Ukrainian President Volodymyr Zelenskyy has sent a delegation from his country to meet their Russian counterparts at an unspecified time and location on the Belarusian border on Monday, as Russia’s military assault on Ukraine entered its fifth day.

He earlier rejected Belarus as a location for the diplomatic talks, saying Belarus was complicit in the Russian assault on Ukraine.

Zelenskyy said Lukashenko has reassured him that he would not join Moscow’s war effort during a phone call on Sunday, according to The Kyiv Independent.

But sources believe Lukashenko will have no choice but to join Russia. “It’s very clear Minsk is now an extension of the Kremlin,” a U.S. administration official told The Washington Post.

On Sunday, Anton Herashchenko, an adviser to Ukraine’s interior minister, said Russia had used Iskander missile systems to attack Zhytomyr International Airport. The airstrikes were conducted from Belarus using Russian ballistic missile launchers, Herashchenko said in a statement on Facebook.

Tensions escalated further on Sunday when Russian President Vladimir Putin ordered the nation’s nuclear deterrent forces to be put on high alert, raising fears that the invasion of Ukraine could lead to nuclear war.
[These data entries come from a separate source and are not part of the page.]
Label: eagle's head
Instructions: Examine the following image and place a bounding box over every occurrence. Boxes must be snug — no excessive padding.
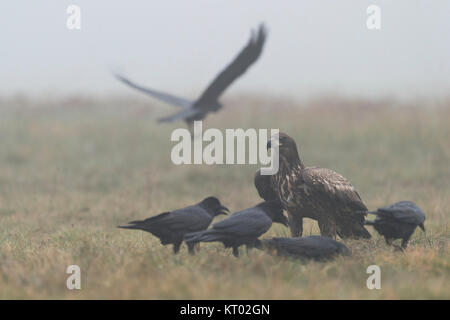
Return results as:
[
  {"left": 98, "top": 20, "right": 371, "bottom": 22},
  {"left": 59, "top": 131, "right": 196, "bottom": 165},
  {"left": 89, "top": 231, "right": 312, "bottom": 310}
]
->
[{"left": 267, "top": 132, "right": 301, "bottom": 164}]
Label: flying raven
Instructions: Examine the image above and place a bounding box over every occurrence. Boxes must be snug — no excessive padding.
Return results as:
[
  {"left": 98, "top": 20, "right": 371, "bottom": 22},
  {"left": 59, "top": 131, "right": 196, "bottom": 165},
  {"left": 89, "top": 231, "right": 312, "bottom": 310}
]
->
[
  {"left": 365, "top": 201, "right": 425, "bottom": 250},
  {"left": 257, "top": 236, "right": 350, "bottom": 261},
  {"left": 255, "top": 133, "right": 370, "bottom": 238},
  {"left": 115, "top": 24, "right": 266, "bottom": 131},
  {"left": 185, "top": 200, "right": 288, "bottom": 257},
  {"left": 118, "top": 197, "right": 228, "bottom": 254}
]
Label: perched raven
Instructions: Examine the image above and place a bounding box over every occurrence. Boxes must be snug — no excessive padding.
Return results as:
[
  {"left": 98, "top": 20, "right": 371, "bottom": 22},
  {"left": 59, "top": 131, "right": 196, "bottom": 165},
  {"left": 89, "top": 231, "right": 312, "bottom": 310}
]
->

Putin cited “aggressive statements” made by NATO countries toward Russia and tough economic sanctions.

White House Press Secretary Jen Psaki said Putin’s move was part of a “pattern” of “manufacturing threats that don’t exist.”

“This is really a pattern that we’ve seen from President Putin through the course of this conflict, which is manufacturing threats that don’t exist in order to justify further aggression,” Psaki said on ABC’s This Week. “And the global community and the American people should look at it through that prism.”

Meanwhile, it was reported on Sunday that Belarus will allow Russia to place nuclear missiles in the country following a referendum, in a reversal of policy that could see nuclear weapons on Belarusian territory for the first time since the country gave them up after the fall of the Soviet Union.

Lukashenko said he could ask Russia to return nuclear weapons to Belarus, Reuters reported.

“If you (the West) transfer nuclear weapons to Poland or Lithuania, to our borders, then I will turn to Putin to return the nuclear weapons that I gave away without any conditions,” he said.